Thursday, June 22, 2006

The mall experience

Went to the mall today for the first time with two kids, I think. Temps are in the 90's this week and I just had to beat the heat.

It was actually a relaxing time for me. Although the mall wasn't as frigid as I had hoped, it did the job, along with a Jamba Juice. Tobey and Eli were very cooperative for the first part of our trip, allowing me to return stuff and do a little shopping (getting the mall's free balloons helped halfway). We ended with a stop at the mall play area.

The play area was crazy. I wasn't sure what I was expecting. Maybe I was expecting it to be not as crowded as it was about 2:00 when we went and I thought all the little kids would be napping. There was nowhere for me to sit in the play area and feed Eli in our behemoth double stroller so I let Tobey go himself while I watched from a small table chair setup on the other side of the enclosing benches. It was nice, Tobey playing on his own, seeing if I was watching him as he did a "big jump" off a ladybug structure. It was sweet, as if he liked that I was keeping watch over him.

Things did turn a little sour when he approached the entrance to the play area aiming to go out to the coin rides. I shouted his name and he looked back. I shook my head and pointed into the play area. He stepped out one step, looked back and I still shook my head. Then he ran away off to the coin rides.

It was one of the first times I literally dropped everything to go after him. And I had to be smart about it because I was alone so I couldn't leave Eli or my purse behind but clearly had no time to gather all the stuff I had pulled out to feed Eli. Tobey wasn't so adventurous in his younger years (year?) of mobility, either that or he wasn't as fast and I wasn't as tied down to something else. When I got him, he got the lecture, complained, and had to sit next to me until I was done feeding Eli.

But after I was done with Eli, Tobey got to play around on the coin rides. Since I never got to actually ride on the rides when I was a kid, I am not used to even considering plunking down a few quarters for the momentary thrill. It's not so much cheapiness as it is refusing to get suckered into doing something just because my kid might whine about it. Turns out that a mom had put money into a mini-carousel and invited Tobey to ride on one of the three horsies along with her daughter. So after she pitched in a round or two, I felt it only right for me to contribute, lest I look like a cheapskate waiting for someone else to pay for my kid's ride. And I don't know where Tobey picked up that you need money for these rides but he sure asked for it.
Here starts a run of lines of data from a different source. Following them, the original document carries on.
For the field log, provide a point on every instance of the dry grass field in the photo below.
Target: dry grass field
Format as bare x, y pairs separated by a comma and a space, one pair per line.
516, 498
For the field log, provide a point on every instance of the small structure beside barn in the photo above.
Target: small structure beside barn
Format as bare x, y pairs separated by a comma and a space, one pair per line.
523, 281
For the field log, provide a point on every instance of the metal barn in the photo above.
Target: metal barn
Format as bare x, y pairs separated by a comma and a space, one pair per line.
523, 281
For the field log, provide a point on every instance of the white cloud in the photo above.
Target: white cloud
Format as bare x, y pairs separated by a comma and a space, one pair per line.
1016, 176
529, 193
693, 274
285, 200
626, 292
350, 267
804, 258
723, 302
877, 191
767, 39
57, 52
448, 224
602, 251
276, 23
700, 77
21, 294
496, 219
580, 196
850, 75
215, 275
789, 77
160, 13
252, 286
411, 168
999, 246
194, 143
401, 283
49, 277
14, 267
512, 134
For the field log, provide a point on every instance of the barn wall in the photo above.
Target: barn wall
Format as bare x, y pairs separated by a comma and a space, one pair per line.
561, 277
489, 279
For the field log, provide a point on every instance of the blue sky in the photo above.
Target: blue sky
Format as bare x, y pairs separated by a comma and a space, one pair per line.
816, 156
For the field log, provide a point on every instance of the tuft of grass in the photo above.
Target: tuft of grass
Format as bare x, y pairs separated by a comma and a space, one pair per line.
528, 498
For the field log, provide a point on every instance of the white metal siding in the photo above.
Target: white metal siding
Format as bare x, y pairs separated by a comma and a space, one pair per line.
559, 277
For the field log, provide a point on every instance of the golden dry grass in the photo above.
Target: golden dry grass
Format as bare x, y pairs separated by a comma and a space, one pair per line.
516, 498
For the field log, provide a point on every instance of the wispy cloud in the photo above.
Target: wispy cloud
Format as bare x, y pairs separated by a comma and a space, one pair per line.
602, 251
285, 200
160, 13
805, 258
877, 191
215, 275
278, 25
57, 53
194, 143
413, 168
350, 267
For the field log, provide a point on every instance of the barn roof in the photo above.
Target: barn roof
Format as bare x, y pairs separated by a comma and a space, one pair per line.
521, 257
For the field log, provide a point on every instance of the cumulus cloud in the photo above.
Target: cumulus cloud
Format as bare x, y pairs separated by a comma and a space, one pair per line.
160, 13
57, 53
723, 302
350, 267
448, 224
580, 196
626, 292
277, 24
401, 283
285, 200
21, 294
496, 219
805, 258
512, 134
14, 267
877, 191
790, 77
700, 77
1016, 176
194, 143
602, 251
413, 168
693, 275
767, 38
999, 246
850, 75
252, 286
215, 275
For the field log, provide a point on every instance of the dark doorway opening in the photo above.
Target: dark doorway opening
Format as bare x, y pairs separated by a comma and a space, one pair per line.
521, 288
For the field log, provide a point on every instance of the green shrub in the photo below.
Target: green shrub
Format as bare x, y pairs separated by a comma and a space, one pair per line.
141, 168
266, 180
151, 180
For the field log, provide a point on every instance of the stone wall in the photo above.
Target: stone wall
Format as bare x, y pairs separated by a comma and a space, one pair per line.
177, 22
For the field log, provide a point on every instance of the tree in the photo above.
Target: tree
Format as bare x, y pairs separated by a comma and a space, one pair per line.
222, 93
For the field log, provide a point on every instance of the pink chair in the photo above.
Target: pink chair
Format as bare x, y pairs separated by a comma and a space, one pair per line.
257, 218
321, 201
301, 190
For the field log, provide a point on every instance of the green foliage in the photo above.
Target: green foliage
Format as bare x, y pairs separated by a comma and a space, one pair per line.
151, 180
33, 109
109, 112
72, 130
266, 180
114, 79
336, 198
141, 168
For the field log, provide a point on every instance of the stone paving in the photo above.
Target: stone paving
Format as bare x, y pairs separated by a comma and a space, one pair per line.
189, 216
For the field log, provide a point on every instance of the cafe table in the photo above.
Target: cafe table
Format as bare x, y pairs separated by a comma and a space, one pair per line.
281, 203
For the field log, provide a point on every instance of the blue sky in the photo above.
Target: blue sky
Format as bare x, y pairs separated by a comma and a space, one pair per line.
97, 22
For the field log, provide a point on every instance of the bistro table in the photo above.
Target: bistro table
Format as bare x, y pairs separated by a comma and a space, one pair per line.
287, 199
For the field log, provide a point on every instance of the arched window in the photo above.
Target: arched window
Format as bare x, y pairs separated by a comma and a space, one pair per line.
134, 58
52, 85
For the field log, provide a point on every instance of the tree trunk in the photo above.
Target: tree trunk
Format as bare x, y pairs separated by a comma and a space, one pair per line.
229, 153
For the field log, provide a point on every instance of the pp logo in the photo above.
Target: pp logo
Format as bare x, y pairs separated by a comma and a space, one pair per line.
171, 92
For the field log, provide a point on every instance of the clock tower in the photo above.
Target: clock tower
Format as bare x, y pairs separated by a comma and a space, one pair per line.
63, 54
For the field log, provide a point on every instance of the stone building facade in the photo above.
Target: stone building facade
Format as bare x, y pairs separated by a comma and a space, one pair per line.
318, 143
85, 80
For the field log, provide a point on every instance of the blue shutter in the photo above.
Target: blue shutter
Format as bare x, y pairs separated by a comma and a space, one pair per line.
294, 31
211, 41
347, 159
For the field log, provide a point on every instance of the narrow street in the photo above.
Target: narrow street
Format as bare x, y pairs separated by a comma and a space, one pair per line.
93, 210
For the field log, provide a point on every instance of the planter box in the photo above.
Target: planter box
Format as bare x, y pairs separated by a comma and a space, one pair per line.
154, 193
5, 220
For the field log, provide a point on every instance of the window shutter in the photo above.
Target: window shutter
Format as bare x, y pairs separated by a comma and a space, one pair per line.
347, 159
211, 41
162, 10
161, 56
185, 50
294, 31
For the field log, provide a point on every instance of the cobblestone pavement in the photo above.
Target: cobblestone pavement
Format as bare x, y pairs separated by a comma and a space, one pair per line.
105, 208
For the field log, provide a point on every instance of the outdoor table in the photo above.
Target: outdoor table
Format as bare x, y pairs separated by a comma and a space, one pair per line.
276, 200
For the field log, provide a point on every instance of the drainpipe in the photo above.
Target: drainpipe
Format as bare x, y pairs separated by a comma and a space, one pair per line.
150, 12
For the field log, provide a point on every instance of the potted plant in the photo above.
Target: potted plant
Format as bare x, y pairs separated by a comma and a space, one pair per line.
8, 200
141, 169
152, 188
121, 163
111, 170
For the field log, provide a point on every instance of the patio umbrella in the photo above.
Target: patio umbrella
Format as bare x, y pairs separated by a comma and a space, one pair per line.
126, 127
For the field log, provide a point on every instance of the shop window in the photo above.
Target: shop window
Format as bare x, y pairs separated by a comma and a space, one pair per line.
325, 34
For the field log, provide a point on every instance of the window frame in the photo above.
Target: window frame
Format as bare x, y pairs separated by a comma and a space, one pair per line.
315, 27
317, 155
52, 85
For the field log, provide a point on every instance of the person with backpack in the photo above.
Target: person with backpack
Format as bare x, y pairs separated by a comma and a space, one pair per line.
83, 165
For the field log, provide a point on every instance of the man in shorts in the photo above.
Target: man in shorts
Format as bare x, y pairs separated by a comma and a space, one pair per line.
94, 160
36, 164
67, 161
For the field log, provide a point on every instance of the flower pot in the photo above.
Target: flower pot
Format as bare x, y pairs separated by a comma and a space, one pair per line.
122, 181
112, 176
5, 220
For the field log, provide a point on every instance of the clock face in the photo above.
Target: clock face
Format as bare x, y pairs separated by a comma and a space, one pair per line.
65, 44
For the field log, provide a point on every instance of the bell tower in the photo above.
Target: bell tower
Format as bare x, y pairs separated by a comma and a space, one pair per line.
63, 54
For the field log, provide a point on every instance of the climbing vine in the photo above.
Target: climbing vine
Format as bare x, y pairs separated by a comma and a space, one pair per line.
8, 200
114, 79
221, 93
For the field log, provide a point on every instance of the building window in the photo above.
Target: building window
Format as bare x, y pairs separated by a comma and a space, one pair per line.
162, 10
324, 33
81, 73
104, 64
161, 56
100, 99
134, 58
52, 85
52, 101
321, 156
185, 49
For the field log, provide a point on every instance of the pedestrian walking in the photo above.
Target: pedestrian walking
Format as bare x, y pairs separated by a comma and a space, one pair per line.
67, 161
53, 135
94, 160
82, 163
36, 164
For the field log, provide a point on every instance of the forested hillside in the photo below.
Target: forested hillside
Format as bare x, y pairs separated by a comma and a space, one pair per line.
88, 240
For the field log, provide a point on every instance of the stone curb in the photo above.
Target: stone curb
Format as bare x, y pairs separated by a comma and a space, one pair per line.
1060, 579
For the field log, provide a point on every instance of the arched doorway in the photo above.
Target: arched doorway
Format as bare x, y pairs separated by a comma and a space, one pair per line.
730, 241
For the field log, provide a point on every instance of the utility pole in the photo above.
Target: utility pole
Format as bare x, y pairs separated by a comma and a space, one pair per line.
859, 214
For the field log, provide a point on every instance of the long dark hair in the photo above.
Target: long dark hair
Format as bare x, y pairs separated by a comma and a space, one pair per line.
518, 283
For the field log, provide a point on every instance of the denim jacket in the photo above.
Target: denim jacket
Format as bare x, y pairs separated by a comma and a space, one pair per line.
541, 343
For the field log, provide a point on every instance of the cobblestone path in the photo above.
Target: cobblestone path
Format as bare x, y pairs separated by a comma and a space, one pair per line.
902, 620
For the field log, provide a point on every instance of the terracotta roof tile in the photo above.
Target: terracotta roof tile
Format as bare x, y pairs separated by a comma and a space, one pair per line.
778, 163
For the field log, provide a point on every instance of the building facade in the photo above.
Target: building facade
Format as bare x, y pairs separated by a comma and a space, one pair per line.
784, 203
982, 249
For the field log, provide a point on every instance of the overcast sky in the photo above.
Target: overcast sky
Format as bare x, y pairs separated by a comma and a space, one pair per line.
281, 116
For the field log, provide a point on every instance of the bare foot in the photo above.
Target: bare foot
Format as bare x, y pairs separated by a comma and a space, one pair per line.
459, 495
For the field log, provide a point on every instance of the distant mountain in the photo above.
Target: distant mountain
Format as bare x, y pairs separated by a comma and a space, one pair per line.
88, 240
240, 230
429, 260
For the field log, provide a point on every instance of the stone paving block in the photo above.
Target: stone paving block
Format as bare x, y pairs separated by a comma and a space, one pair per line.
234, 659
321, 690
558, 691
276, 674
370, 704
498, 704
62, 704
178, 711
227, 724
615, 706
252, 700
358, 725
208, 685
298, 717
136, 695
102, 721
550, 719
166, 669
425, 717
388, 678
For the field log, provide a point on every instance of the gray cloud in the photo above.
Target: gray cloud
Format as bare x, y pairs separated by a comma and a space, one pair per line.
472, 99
Nope, I said, we already rode the carousel. I wonder what our rule will be on subsequent mall visits.

A visit to one last store for a gift and when we had to walk past the coin rides again, Tobey wanted to climb on the horse, the one ride he didn't get around to exploring. I said it was time to go and he could try it next time to which I was answered with a big scream. I chose to ignore it because I didn't want to get into a battle with him at the mall (plus, the play area was so loud anyway) but a few steps later, another screech to which I saw people jump. I got a couple of glares but just kept walking. I thought it was over because he had stopped but just before leaving the mall, he screeched one more time to which there were glares and turnarounds and I was seething. I squashed his cheeks and gave him the stern angry talk. I told him that people get scared when he screeches and it's not okay. He started to cry when I squashed his cheeks but I said he is not to scream or cry anymore to the car. He actually complied and thus was the sour end to our otherwise okay mall trip.

On that note, we've been talking a bit on how to more effectively discipline Tobey. Our warnings have fallen on deaf ears and timeouts/naughty corners don't seem to have a lasting affect. In one blatant act of disobedience while at Niagara Falls, Tom actually spanked Tobey which seemed to work well. Tom has been reading a website on parenting called Effective Parenting to kind of help us do this discipline thing a little better (mostly, "timeouts" that get him to think about what he did wrong, why it was wrong and how he can do it better next time). I know I should read up on it too. I remember even blogging that instead of picturing this stage of my life as being life "on hold", I should really embrace and "get into" this parenting job a little more. But sometimes when I get a break, a breather from the kids, one of the last things I really feel like doing is reading up about them too. Take that back, maybe the last thing I really feel like doing is cooking in this heat.